Tom’s gamay undergoes a ferment using about 20 per cent whole bunch — he foot stomps and leaves the fruit to macerate for about 10 days. The juice is then transferred to old puncheon barrels (around 500 litres), with no added sulphur, and is matured for five months. The wine receives a light filtering and sulphur treatment at the time of bottling. Ruby red in colour, there are notes of cherry, herbs, and poached pear on the nose and palate.

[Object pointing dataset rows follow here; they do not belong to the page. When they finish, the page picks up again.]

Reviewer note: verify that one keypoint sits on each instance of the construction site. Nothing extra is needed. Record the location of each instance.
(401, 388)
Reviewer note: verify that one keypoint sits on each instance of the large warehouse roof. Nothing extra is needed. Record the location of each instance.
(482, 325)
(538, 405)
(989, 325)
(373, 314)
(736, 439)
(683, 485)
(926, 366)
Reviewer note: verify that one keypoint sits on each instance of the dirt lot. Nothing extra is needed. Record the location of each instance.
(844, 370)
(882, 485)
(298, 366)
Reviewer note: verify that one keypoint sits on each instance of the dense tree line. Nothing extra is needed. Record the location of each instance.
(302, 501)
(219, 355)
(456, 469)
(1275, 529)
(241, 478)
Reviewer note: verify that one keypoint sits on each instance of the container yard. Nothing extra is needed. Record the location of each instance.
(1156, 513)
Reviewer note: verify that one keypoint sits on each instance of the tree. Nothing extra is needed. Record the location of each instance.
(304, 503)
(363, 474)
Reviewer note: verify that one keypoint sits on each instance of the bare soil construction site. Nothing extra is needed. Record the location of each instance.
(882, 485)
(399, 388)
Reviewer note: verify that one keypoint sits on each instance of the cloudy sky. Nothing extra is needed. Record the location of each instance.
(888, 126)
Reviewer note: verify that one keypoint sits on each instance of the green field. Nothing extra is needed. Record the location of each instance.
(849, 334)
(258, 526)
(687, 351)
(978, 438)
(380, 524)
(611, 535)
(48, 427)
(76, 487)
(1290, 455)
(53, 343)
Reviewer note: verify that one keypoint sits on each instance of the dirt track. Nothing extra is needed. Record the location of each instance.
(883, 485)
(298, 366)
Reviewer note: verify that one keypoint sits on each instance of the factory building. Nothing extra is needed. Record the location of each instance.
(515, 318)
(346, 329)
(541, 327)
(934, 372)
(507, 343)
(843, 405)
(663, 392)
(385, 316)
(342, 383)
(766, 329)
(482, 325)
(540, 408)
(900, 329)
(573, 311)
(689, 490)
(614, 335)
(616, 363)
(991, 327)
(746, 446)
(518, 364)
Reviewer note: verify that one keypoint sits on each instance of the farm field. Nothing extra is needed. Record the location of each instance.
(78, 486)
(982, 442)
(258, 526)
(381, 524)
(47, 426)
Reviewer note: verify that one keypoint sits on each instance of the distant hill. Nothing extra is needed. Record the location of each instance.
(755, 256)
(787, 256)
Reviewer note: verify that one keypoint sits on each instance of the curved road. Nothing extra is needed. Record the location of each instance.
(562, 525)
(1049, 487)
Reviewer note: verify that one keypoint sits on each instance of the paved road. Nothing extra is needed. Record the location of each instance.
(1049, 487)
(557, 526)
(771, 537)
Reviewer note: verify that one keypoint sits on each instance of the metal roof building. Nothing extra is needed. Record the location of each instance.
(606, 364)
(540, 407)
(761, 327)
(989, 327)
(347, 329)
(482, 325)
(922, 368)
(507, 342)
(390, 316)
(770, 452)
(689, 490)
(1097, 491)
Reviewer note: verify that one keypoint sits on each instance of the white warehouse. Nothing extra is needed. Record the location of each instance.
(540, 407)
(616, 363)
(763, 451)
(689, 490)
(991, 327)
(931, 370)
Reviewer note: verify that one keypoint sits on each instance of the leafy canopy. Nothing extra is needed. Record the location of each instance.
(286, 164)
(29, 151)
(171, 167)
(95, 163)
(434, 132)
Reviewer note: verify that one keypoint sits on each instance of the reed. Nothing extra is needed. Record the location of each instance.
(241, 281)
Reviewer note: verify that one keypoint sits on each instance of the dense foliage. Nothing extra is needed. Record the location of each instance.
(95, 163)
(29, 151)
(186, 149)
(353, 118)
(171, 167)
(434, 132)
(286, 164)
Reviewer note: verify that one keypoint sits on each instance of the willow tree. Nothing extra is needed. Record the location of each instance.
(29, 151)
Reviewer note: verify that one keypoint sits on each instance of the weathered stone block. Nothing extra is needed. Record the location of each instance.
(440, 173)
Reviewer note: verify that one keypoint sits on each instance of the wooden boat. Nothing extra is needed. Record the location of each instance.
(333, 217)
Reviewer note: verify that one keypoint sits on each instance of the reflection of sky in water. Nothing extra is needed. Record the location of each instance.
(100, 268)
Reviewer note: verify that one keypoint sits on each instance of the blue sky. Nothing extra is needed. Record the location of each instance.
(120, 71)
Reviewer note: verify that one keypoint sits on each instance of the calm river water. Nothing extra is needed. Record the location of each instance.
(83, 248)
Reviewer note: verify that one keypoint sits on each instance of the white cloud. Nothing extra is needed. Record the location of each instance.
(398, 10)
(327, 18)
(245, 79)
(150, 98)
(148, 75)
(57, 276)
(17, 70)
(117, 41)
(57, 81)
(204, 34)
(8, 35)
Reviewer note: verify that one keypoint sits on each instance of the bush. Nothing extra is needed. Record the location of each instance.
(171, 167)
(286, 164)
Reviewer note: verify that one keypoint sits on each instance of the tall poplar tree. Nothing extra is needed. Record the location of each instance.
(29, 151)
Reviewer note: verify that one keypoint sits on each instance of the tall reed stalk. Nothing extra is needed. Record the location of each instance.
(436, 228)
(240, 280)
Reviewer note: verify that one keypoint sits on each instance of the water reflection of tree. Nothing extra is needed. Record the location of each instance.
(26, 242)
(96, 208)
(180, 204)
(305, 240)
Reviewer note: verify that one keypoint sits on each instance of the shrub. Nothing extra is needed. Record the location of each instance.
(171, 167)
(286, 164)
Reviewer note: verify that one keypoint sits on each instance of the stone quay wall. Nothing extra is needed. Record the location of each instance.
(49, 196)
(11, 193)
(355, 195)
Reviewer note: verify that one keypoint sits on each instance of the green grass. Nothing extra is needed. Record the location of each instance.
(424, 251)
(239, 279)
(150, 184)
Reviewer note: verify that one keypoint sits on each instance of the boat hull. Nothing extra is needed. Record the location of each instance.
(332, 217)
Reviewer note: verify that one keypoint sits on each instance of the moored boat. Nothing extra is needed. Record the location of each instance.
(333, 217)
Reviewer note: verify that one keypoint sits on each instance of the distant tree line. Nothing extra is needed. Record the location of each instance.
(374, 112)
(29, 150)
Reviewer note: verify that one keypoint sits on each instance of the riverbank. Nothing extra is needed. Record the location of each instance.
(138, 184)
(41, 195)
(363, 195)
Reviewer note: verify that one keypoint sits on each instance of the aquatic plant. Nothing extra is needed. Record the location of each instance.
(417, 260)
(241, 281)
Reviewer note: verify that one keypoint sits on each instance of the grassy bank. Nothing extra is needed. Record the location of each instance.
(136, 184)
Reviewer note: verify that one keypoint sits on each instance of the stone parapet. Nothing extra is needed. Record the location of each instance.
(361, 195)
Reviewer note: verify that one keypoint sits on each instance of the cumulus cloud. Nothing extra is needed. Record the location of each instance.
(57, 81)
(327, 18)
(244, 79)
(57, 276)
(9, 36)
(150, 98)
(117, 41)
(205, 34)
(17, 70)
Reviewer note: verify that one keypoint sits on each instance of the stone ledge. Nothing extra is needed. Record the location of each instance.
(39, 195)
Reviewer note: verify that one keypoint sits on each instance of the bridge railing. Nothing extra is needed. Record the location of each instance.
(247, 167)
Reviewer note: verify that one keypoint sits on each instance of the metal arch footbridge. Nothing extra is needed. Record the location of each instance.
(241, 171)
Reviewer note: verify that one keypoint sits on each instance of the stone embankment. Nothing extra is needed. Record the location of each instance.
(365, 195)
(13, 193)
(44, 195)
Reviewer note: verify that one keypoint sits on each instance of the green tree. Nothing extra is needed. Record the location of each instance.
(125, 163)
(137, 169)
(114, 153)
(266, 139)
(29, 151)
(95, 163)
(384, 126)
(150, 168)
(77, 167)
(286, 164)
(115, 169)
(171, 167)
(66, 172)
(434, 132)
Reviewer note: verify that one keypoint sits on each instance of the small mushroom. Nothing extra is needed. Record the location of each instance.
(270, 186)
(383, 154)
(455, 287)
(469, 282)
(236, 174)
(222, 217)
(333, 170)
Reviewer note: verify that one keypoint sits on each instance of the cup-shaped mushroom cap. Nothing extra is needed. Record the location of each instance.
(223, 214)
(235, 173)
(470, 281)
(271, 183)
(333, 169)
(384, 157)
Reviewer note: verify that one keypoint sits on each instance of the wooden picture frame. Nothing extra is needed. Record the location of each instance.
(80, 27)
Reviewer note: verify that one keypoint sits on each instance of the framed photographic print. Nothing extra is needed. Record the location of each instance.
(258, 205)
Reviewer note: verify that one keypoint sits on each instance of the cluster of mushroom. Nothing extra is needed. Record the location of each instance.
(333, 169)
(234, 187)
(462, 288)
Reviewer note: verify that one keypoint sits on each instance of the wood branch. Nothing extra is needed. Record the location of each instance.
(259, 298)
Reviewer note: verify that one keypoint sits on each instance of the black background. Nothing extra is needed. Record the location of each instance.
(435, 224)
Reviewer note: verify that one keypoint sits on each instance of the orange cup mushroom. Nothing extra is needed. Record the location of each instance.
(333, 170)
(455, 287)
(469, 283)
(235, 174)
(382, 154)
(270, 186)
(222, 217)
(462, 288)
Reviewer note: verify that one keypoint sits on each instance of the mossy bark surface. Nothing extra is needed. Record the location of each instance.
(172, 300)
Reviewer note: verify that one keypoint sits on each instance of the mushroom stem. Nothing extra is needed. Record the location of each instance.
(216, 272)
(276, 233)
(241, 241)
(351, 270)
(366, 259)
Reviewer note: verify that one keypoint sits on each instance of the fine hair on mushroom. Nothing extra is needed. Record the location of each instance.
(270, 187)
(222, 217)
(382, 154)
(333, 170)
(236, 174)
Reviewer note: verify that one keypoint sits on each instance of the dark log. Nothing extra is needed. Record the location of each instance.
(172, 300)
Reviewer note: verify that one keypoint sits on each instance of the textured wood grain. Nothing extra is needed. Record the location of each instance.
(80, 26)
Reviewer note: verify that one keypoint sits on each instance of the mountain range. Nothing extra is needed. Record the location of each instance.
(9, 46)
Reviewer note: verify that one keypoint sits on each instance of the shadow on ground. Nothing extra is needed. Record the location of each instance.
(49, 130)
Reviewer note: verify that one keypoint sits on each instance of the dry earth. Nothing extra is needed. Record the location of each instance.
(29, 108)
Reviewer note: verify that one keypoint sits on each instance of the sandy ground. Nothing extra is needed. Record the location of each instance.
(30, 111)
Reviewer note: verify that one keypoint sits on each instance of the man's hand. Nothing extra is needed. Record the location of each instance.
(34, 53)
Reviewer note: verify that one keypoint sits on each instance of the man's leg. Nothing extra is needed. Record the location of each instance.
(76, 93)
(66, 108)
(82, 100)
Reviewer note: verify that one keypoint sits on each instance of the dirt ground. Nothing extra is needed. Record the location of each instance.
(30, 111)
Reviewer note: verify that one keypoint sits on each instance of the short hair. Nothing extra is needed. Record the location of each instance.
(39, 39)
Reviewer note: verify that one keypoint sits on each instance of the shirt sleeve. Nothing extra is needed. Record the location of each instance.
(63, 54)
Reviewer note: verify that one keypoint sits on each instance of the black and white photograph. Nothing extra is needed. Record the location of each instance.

Medium-bodied with fine tannins, the wine is a must with smoked meats, pate, grilled chicken, turkey, or middle-eastern fare.

Yum, I’m thinking Christmas lunch already!

Enjoy and happy but safe drinking. 

 

About the author

 

Peter Panousis works for Mezzanine Wine. He has a degree in hospitality, is WSET-trained and has undertaken extensive wine education. Raised on the Gold Coast, Peter is an experienced operator of restaurants and cafes, which has included owning two award-winning restaurants. Peter is also a member of the Australian Society of Viticulture and Oenology (ASVO) and an Associate Fellow with the Australian Institute of Management (AIM).